Categorical data has a `categories` and a `ordered` property; these list the possible values and whether the ordering matters or not respectively. These properties are exposed as `.cat.categories` and `.cat.ordered`. If you don’t manually specify categories and ordering, they are inferred from the passed arguments.

Let's see some examples:

In [None]:
df["cat_type"].cat.categories

In [None]:
df["cat_type"].cat.ordered

If categorical data is ordered (ie `.cat.ordered == True`), then the order of the categories has a meaning and certain operations are possible: you can sort values (with `.sort_values`), and apply `.min` and `.max`.

### Renaming Categories

Renaming categories is done using the `rename_categories()` method (which works with a list or a dictionary).

In [None]:
df["cat_type"] = df["cat_type"].cat.rename_categories(["alpha", "beta", "gamma"])
df

Quite often, you'll run into a situation where you want to add a category. You can do this with `.add_categories()`:

In [None]:
df["cat_type"] = df["cat_type"].cat.add_categories(["delta"])
df["cat_type"]

Similarly, there is a `.remove_categories()` function and a `.remove_unused_categories()` function. `.set_categories()` adds and removes categories in one fell swoop. One of the nice properties of set categories is that  Remember that you need to do `df["columnname"].cat` before calling any cat(egory) functions though.

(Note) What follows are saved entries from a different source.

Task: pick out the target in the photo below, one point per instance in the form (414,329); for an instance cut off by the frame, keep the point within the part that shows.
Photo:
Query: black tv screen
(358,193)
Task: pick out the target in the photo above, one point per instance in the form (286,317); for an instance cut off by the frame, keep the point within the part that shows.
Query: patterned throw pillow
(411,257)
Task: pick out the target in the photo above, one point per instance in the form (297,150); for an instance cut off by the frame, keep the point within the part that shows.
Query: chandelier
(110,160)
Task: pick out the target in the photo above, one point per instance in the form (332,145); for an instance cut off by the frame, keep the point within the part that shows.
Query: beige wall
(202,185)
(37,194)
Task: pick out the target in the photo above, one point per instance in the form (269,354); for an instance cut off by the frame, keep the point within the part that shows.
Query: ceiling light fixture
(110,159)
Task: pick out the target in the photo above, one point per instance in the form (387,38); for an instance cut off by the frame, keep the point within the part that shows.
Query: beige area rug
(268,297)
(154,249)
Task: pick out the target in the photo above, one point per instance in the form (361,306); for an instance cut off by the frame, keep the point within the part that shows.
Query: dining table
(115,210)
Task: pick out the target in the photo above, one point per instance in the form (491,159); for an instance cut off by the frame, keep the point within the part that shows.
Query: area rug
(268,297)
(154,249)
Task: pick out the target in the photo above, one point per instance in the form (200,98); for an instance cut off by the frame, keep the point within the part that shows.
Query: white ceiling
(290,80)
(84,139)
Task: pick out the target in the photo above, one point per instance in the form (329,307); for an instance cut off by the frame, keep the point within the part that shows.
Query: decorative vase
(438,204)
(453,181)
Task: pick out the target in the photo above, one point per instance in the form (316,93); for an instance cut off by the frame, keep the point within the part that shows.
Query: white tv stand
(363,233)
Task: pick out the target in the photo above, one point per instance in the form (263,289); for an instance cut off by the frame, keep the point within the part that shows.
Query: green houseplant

## Operations on Categories

As noted, ordered categories will already undergo some operations. But there are some that work on any set of categories. Perhaps the most useful is `value_counts()`.

In [None]:
df["cat_type"].value_counts()

Note that even though 'delta' doesn't appear at all, it gets a count (of zero). This tracking of missing values can be quite handy.

`mode()` is another one:

In [None]:
df["cat_type"].mode()

And if your categorical column happens to consist of *elements* that can undergo operations, those same operations will still work. For example,

In [None]:
time_df = pd.DataFrame(
    pd.Series(pd.date_range("2015/05/01", periods=5, freq="M"), dtype="category"),
    columns=["datetime"],
)
time_df

In [None]:
time_df["datetime"].dt.month

Finally, if you ever need to translate your actual data types in your categorical column into a code, you can use `.cat.codes` to get unique codes for each value.

In [None]:
time_df["datetime"].cat.codes